Nama Ustadz Abu Bakar Ba’syir menjadi tonggak penting militansi jihad
bagi umat Islam di Indonesia. Sebutan teroris pun kian akrab kita
dengar selama proses persidangan menjerat beliau ke jeruji besi. Padahal
di tengah itu semua, sosok Ustadz Abu adalah pribadi yang tegar,
sederhana, lurus, bahkan sangat lemah lembut. Ia senantiasa menyapa
ramah terhadap umat Islam yang ingin mendengarkan tausiyah-tausiyahnya.
Jika
kita melongok ke masa muda, maka kita akan menemukan betapa sosok
Ustadz Abu memang ditempa pengalaman mengarungi hidup dengan penuh kerja
keras.
Sedari kecil Ustadz Abu -sapaan akrab beliau-sudah hidup
mandiri. Keterbatasan kedua orang tuanya dalam segi ekonomi dan fisik,
tidak menghalanginya untuk tetap tegar di jalan Allah dan memacu diri
menuntut ilmu sebagai insan bertauhid. Ya meski harus bersepeda sejauh
26 KM.
Lahir di Desa Pekunden, Kecamatan Mojoagung, Kabupaten
Jombang Jawa Timur, sebuah desa di pingiran Kabupaten Jombang-Jawa
Timur. Kelahirannya di Jombang disambut sayup-sayup senandung takbir
yang terdengar di sudut-sudut desa yang didengungkan anak-anak melalui
surau-surau tua di sekitar rumahnya.
Senandung takbir perayaan
peringatan keteladanan pengorbanan Bapak Tauhid, Ibrahim ‘alaihissalam
yang hendak menyembelih putranya. Ia terlahir pada tanggal 12 Dzulhijjah
1359, dua hari setelah Hari Raya Idul Adha.
Gemuruh takbir yang
menggetarkan hati beriringan dengan gemuruh bangsa Indonesia yang sedang
memperjuangkan kemerdekaannya untuk keluar dari penjajahan tentara
kafir Belanda dalam suasana serba kekurangan dan keprihatinan.
Tanggal
kelahirannya bertepatan dengan tanggal 17 Agustus 1938. Raut muka
syukur dan linangan air mata syukur kedua orang tuanya mengiringi
kelahiran sosok Abu Bakar Ba’asyir yang diharapkan meneladani
pengorbanan Ibrahim dan semangat patriotisme seorang pejuang dalam
mempertahankan prinsip kebenaran dan keislaman. Ia terlahir bersama tiga
saudara laki-laki dan tiga saudara perempuan.
Orang tua Abu
Bakar Ba’asyir bukanlah seorang yang kaya raya umumnya kebanyakan warga
masyarakat keturunan Arab lainnya. Namun, kecintaan terhadap Islam dan
ketundukan orang tuanya pada Allah-lah yang menjadikan Abu bakar kecil
ini mampu bertahan. Darah keturunan Hadramaut Yaman mengalir deras dalam
dirinya. Ayahnya bernama Abud bin Ahmad dari keluarga Bamu’alim
Ba’asyir yang membuat Abu Bakar menyandang marga Ba’asyir di belakang
nama aslinya.
Kenangan indah bersama sang ayah tak banyak ia
rasakan dan nikmati. Saat usia 7 tahun, ayahnya harus meninggalkan tawa
riang Abu Bakar kecil menuju keharibaan Ilahi. Ayahnya meninggal dunia.
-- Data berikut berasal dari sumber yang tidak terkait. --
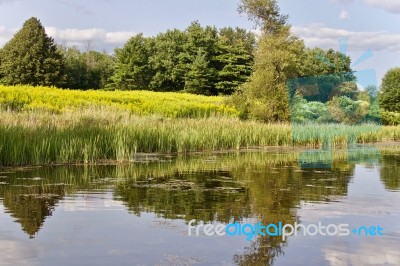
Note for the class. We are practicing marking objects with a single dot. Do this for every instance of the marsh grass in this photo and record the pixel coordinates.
(92, 134)
(47, 125)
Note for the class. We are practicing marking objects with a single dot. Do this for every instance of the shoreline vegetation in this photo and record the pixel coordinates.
(41, 125)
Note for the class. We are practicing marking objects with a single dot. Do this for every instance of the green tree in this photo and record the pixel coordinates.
(169, 72)
(276, 60)
(265, 14)
(132, 68)
(198, 79)
(31, 57)
(234, 59)
(390, 91)
(87, 70)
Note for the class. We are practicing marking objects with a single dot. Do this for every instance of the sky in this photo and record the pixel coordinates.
(364, 25)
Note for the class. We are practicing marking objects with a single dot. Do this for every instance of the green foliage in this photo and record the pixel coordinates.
(87, 70)
(174, 105)
(132, 70)
(390, 91)
(31, 57)
(266, 91)
(200, 60)
(345, 110)
(235, 59)
(390, 118)
(265, 14)
(307, 112)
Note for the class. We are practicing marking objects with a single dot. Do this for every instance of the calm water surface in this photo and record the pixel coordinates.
(137, 214)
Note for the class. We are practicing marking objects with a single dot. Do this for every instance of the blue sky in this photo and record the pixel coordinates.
(366, 24)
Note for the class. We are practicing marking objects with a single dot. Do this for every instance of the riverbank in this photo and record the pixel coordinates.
(90, 135)
(42, 125)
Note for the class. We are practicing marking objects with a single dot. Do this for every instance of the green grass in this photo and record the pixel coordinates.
(47, 125)
(166, 104)
(90, 135)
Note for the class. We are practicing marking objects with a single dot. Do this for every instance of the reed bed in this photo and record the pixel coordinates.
(166, 104)
(91, 126)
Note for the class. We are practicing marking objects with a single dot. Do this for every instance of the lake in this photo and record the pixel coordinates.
(139, 213)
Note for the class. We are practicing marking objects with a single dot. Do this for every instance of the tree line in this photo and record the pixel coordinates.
(267, 75)
(201, 60)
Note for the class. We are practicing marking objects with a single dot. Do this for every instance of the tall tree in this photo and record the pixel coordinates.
(235, 59)
(265, 14)
(169, 72)
(277, 59)
(87, 70)
(390, 90)
(132, 69)
(31, 57)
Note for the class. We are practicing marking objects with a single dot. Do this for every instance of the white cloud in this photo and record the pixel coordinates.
(342, 1)
(118, 37)
(392, 6)
(319, 35)
(344, 15)
(100, 38)
(5, 35)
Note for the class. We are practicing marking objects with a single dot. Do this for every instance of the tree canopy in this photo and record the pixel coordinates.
(201, 60)
(31, 57)
(390, 90)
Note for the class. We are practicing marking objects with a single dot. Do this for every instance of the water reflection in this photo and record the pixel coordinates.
(262, 186)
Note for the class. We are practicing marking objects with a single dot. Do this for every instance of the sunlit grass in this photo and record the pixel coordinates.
(91, 126)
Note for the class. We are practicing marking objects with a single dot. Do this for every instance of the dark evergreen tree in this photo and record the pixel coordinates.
(31, 57)
(390, 91)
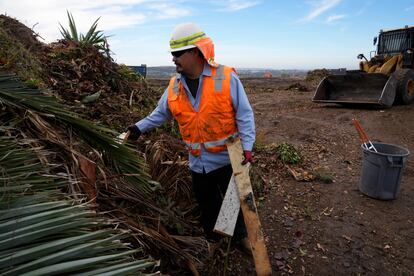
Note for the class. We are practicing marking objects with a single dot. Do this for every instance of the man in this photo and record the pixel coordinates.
(210, 105)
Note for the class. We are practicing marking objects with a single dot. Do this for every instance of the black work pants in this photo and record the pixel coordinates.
(209, 190)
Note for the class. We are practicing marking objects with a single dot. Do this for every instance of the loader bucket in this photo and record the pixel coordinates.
(356, 87)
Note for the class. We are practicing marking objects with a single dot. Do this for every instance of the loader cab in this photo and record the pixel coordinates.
(395, 41)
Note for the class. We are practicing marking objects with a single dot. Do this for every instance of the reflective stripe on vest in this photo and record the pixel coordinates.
(214, 123)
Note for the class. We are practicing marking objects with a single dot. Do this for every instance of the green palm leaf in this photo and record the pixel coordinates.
(42, 231)
(120, 157)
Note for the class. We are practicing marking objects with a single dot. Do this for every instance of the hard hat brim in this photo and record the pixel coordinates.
(183, 48)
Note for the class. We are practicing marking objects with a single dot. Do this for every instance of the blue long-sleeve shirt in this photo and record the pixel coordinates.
(208, 161)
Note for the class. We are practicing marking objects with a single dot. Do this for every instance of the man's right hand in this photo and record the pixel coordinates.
(134, 132)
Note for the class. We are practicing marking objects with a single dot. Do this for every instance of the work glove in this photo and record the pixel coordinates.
(134, 132)
(248, 157)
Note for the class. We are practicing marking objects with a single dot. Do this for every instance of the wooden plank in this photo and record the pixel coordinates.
(248, 206)
(227, 218)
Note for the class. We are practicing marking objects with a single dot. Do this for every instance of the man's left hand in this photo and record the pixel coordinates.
(248, 157)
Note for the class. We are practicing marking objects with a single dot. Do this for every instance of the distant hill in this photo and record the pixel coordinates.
(168, 71)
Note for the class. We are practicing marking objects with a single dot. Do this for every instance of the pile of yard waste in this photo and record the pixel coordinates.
(90, 99)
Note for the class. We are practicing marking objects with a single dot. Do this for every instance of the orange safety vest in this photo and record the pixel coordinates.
(215, 120)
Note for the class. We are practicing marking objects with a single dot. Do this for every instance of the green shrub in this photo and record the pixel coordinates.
(288, 154)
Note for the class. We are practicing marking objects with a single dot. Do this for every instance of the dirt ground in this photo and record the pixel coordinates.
(317, 228)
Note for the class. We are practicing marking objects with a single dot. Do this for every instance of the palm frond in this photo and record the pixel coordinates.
(92, 37)
(124, 160)
(42, 232)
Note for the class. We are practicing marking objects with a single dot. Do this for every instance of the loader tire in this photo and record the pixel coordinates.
(405, 86)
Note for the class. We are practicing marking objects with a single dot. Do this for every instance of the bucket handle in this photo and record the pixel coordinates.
(398, 164)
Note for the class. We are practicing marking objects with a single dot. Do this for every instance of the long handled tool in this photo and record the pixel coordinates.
(363, 136)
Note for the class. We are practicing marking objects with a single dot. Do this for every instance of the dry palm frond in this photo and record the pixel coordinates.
(42, 232)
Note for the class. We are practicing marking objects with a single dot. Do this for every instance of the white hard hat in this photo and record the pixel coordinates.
(184, 36)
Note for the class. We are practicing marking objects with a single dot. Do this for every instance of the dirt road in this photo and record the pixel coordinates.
(315, 228)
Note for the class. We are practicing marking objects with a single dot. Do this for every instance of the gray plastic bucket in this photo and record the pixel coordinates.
(382, 170)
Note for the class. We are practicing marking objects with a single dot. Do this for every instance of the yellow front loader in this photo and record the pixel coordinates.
(385, 79)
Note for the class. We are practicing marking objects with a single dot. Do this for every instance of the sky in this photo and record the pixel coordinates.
(274, 34)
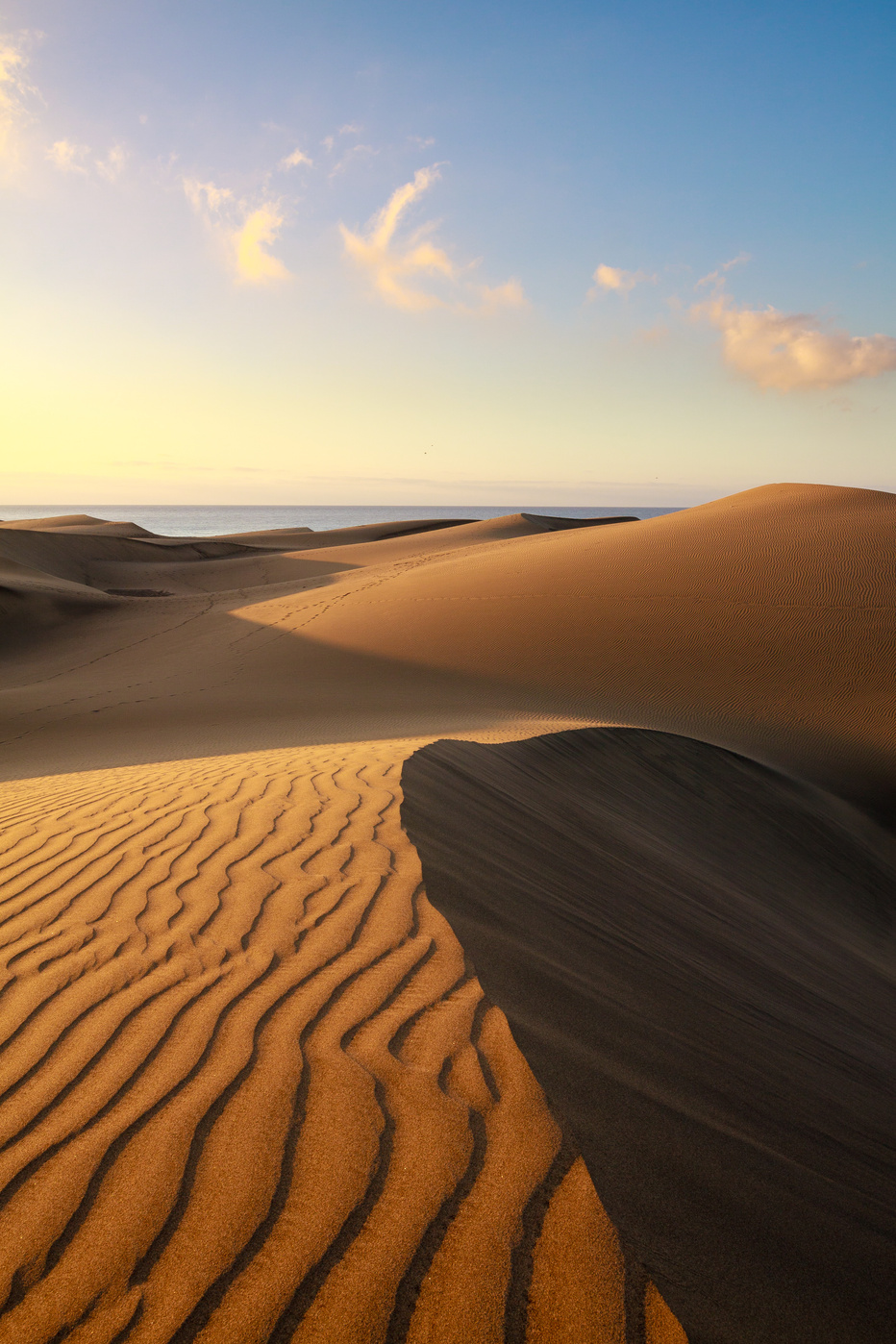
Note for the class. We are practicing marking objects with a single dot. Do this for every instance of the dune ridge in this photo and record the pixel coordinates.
(253, 1089)
(250, 1086)
(697, 958)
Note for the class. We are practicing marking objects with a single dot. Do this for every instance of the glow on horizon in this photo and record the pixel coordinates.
(378, 287)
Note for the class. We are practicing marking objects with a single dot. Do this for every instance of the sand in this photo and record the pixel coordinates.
(251, 1089)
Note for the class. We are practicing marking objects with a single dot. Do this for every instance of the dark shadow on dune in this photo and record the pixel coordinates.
(697, 958)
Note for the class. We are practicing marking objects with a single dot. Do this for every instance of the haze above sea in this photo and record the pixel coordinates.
(215, 520)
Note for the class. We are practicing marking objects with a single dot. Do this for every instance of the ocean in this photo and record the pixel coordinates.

Ia menjadi yatim di tengah kehidupan bangsa Indonesia yang masih kacau
meskipun telah memperoleh kemerdekaannya.
Di tengah carut
marutnya kehidupan bangsa Indonesia, ibunya yang masih buta huruf latin
aksara Indonesia mengasuh sendiri Abu Bakar kecil. Ibunya bernama
Halimah yang lahir di Indonesia walaupun masih juga berketurunan Yaman
dari keluarga Bazargan.
Demi melanjutkan amanat agama dan
suaminya, sang Bunda terus menanamkan nilai-nilai keislaman demi
kebahagiaan sang putra kelak. Ibundanya yang pandai membaca al-Quran dan
seorang muslimah taat beragama selalu mendampingi pendidikan agama sang
anak di rumah meskipun Abu Bakar kecil juga tak pernah absen menghadiri
pendidikan agama di mushalla kampung tempat tinggalnya.
Tak
ingin membiarkan anaknya tertinggal dalam kebodohan, orang tuanya
memasukkan Abu Bakar kecil untuk menempuh pendidikan pertamanya di
sebuah Madrasah Ibtida’iyah (Sekolah Islam setingkat SD). Namun,
dikarenakan situasi konflik revolusi bangsa Indonesia melawan Belanda
pada saat itu, sekolahnya harus tertunda dan mengalami jeda. Baru
kemudian setelah proklamasi kemerdekaan Indonesia, ia dipindahkan ke
Sekolah Rakyat (Sekolah umum sederajat SD saat ini).
Selama
menjadi siswa di madrasah, Abu Bakar kecil sempat ikut kegiatan gerakan
Kepanduan Islam Indonesia (pada masa orde lama yang kemudian difusikan
dalam Gerakan Pramuka). Untuk menutup kekurangan sang anak dalam ilmu
agama, setiap malamnya, Abu Bakar kecil belajar mengaji dan ilmu agama
di mushalla desa tempat tinggalnya. Selain kegiatannya di mushalla, sang
bunda masih terus mendampingi langsung pendidikan Abu Bakar kecil di
rumah.
Setelah lulus dari Sekolah Rakyat (SR), pendidikannya
berlanjut ke jenjang sekolah menengah. Ia bersekolah di sebuah SMP
Negeri di kota Jombang yang berjarak 13 KM dari rumah tempat tinggalnya.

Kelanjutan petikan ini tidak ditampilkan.